In [None]:
# Read the mintaka dataset

In [1]:
import json
from SPARQLWrapper import SPARQLWrapper, JSON
from string import Template
import re
from pathlib import Path
from tqdm import tqdm

In [2]:
with open('../eval/dataset/mintaka/mintaka_train.json') as mintaka_train_file:
    mintaka_train_json = json.load(mintaka_train_file)
pbar = tqdm(total=len(mintaka_train_json))

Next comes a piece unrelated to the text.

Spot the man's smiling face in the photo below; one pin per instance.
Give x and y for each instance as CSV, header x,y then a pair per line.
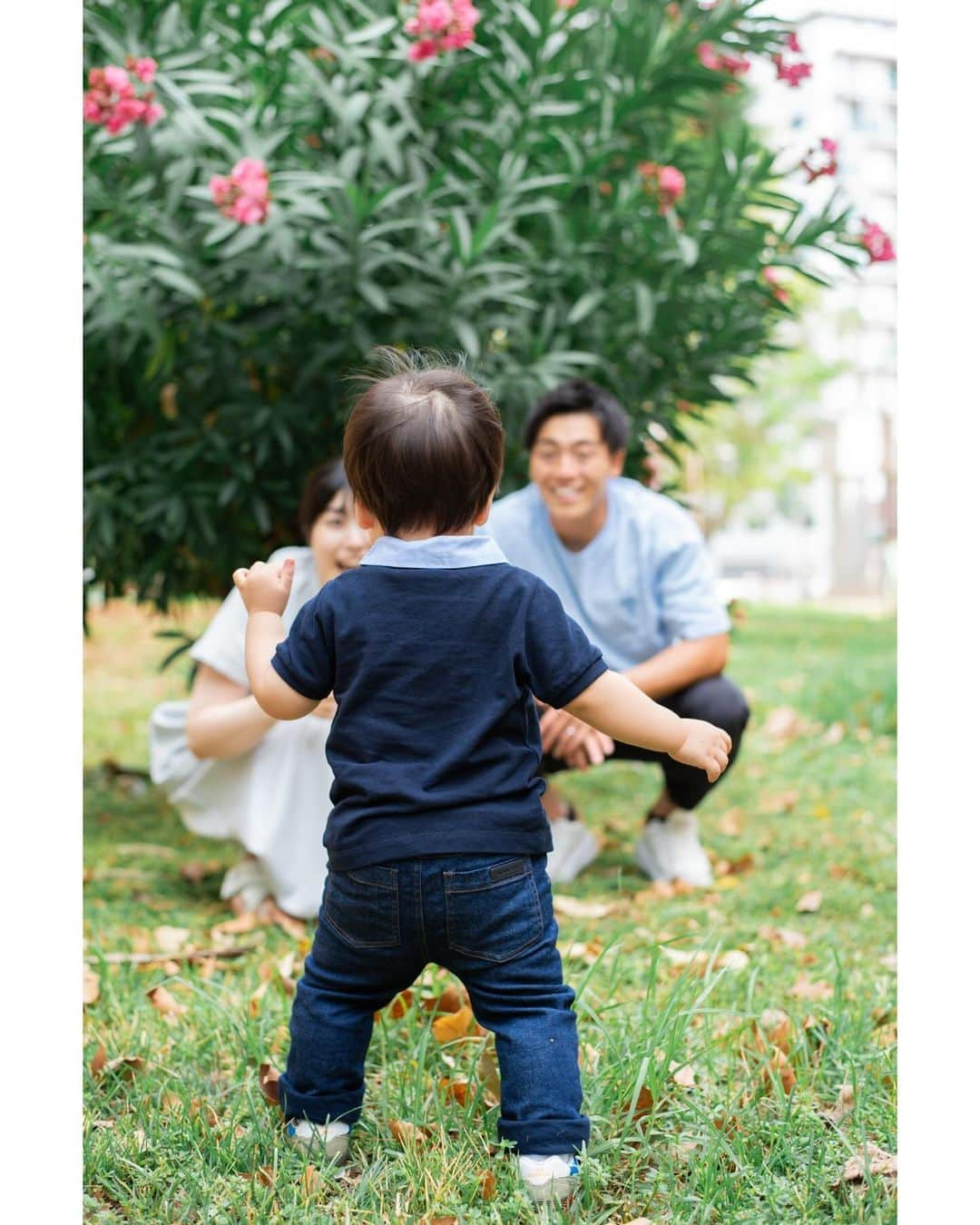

  0%|          | 0/14000 [00:00<?, ?it/s]

In [3]:
# mintaka_train_json[42]

In [4]:
accepted_langs = ['de', 'pt', 'es', 'fr']

In [5]:
def safeget(dct, *keys):
    for key in keys:
        try:
            dct = dct[key]
        except KeyError:
            return None
    return dct

In [6]:
sparql_wd = SPARQLWrapper("https://query.wikidata.org/sparql")
sparql_wd.setReturnFormat(JSON)

# Temporary agent modifier
agent_header = {'User-Agent': 'wiki_parser_online/0.17.1 (https://deeppavlov.ai;'
                              ' info@deeppavlov.ai) deeppavlov/0.17.1'}
sparql_wd.agent = str(agent_header)

langmatches_clause = " langMatches( lang(?enlbl), \"en\") "
for lang in accepted_langs:
    langmatches_clause += " || langMatches( lang(?lbl), \"" + lang + "\") "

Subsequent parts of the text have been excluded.